Ini menurut Henni, tidak lepas dari komitmen Pemkot Salatiga agar warganya memeroleh kualitas daging yang ASUH (Aman, Sehat, Utuh dan Halal) dan memenuhi peraturan menteri pertanian. Selain itu, kebijakan ini juga didukung oleh Wakil Gubernur Jateng Taj Yasin Maimoen dan Disnakkeswan Provinsi Jawa Tengah.
"Alhamdulillah selama ini Kota Salatiga mendapatkan perhatian dari provinsi kita tidak ditinggalkan, misalnya dalam pemenuhan persyaratan (sertifikasi) ada hal yang belum bisa penuhi, nah solusi selalu diberikan. Itu poin penting," imbuhnya.
Henni berharap, agar ke depan semakin banyak RPH milik pemerintah yang memiliki sertifikat halal dan NKV. Ini menurutnya sebagai poin penting dalam melayani masyarakat agar mendapat daging berkualitas.
Selain tempat yang representatif, di RPH Kota Salatiga juga tersedia Juru Sembelih Halal sebanyak lima orang, adapula lima kir master dan enam dokter hewan. Mereka bertugas untuk memastikan kesehatan hewan dan penatalaksanaan penyembelihan sesuai dengan kesejahteraan hewan.

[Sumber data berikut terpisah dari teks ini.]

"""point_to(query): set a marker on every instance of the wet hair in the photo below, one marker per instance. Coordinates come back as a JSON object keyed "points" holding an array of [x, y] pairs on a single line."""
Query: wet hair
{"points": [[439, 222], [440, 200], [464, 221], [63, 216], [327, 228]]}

Seperti diketahui, Pemprov Jateng tengah mengakselerasi sertifikasi halal Rumah Potong Hewan (ruminansia dan unggas). Data Disnakkeswan Jateng hingga Mei 2023, jumlah RPH yang bersertifikasi halal (dan sertifikat NKV) dari 78 unit ada 10 unit yang telah mendapat sertifikat. Sedangkan RPU dari 50 unit, sudah ada 33 unit bersertifikat halal.
Hingga bulan lima 2023, pengajuan pendampingan sertifikasi NKV dan halal terus bertambah. Tercatat, sudah ada empat kabupaten yakni Sukoharjo, Kudus, Jepara dan Brebes yang mengajukan untuk proses pendampingan sertifikasi NKV dan halal.